Numerous failings occurred before they even began to get close. Time passed much faster when one was continuously exploding, destroying or imploding shop floors, shelves, and windows, it seemed, and by the fourth hour, the entire expedition had started to lose its charm. Luck would have it that no other customers wandered in; but equally, Ursa knew, that her parents may have simply warded it so that none would. They were not great fans of public spectacle.
Unicorn hair, hornbeam, 15 inches and slightly springy…
And when the shelves only rattled instead of splintering, the entire room sagged with exhausted relief. “Oh, thank Merlin,” Ursa muttered as the old man toddled off with significantly more spring in his step than he had earlier. It was a credit to her parent’s own exhausted boredom that she was only mildly chastised.
“Here, here.” Ollivander pressed another, similar wand into her hand. It was hornbeam, too. “Dragon heartstring, 12 inches and a half, very flexible.”
The wand had barely settled in her hand when the room erupted in a shower of silver and blue sparks. Ursa hadn’t seen fireworks for nearly eleven years, such was the droll nature of pureblood children’s parties, but it was the only comparison that might make sense. Even still, it was so much more; like tiny shards of herself poured into visible form, splintering as she made way for the something that had slotted into place the moment the wand had landed in her hand.
“Mother, mother, look!” She stepped back to admire from afar, twinkling stars burning up before they might scorch the wooden floor of Ollivander’s wand shop.
If she looked close enough, she might catch her reflection in these pieces of self, so pale and transcendent they were. Brown hair, nearly black as it grew wet with rain, blue eyes blackened and bloodshot, pale, blemished skin dotted as tarmac dug painfully into pale skin and left long scratches from lip to eyelid-
“Excellent!” Ollivander cheered. “Why, I might say, your daughter will grow to be a great witch, Miss Rosier.”
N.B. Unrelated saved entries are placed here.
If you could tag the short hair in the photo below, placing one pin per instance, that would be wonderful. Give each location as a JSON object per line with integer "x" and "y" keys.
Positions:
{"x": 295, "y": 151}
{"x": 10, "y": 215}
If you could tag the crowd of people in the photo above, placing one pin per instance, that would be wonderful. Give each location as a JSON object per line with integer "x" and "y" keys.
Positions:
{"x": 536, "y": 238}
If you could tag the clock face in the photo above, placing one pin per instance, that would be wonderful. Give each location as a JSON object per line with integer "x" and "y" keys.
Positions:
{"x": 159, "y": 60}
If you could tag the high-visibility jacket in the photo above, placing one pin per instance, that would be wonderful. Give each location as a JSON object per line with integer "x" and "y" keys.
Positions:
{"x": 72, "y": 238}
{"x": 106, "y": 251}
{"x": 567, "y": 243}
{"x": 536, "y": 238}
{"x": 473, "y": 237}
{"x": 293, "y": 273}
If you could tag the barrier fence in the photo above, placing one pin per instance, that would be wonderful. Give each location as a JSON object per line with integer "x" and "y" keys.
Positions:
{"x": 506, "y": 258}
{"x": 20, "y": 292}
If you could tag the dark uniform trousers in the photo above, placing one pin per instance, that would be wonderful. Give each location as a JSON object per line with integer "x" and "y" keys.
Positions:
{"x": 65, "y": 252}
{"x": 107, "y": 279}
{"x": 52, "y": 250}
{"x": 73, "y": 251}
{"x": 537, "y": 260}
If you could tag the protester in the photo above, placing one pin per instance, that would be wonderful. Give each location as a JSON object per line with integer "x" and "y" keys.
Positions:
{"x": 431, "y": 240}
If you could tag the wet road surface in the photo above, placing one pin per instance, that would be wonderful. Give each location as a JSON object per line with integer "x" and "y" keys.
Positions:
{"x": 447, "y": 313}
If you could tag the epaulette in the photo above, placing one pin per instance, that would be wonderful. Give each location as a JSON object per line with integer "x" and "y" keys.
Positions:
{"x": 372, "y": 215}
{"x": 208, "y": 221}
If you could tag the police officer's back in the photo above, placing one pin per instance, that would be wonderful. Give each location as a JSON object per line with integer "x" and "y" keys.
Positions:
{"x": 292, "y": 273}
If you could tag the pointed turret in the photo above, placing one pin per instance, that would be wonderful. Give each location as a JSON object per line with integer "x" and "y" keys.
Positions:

“It’s Black, now, Ollivander.”
He grinned, just a tad too wide, as he accepted the pouch of galleons. “I know.”
Sirius,
This is the sixth letter you've sent me now about Regulus. I cannot, and will not, force him to write to you. If the roles were reversed, I wouldn't do it to you either. Please, stop asking. I understand that you're upset, but you must understand, Aunt Walburga is fuming. I don't mean like before when we got caught doing something stupid; I mean, genuinely ready-to-curse raging. Regulus doesn't say anything, of course, and I know Orion would never let anything pass, but you know what Reg is like. He's a gentle soul; me and you, we know what we're getting into when we do what we do, right? It's expected. But for Reg, well, you know. He's your brother. If you don't understand, I can't make you.
Look, I can try and get Grandfather to let you stay with us at Black Manor. I assure you, not everybody has turned their back on you. Especially not me. Bellatrix isn't even here - well, she is but seeing her is pretty unlikely. Even for you. I can't say you might see Reg before her wedding, because the witch might have a hernia if she knows he's interacting with you. Then again, she seems to have this fits in between locking herself in Aries' nursery room. Do you know anything about that? I'm not very close to him - he's five, for Merlin's sake - but you have lived with him for five years. Anyway, what I mean to say is that if it's timed correctly then Reg might be able to come over, anyway. Orion certainly doesn't care what you get up to as long as you do your duty.
I'll see you at the holidays anyway, Sirius. Don't start doubting me now.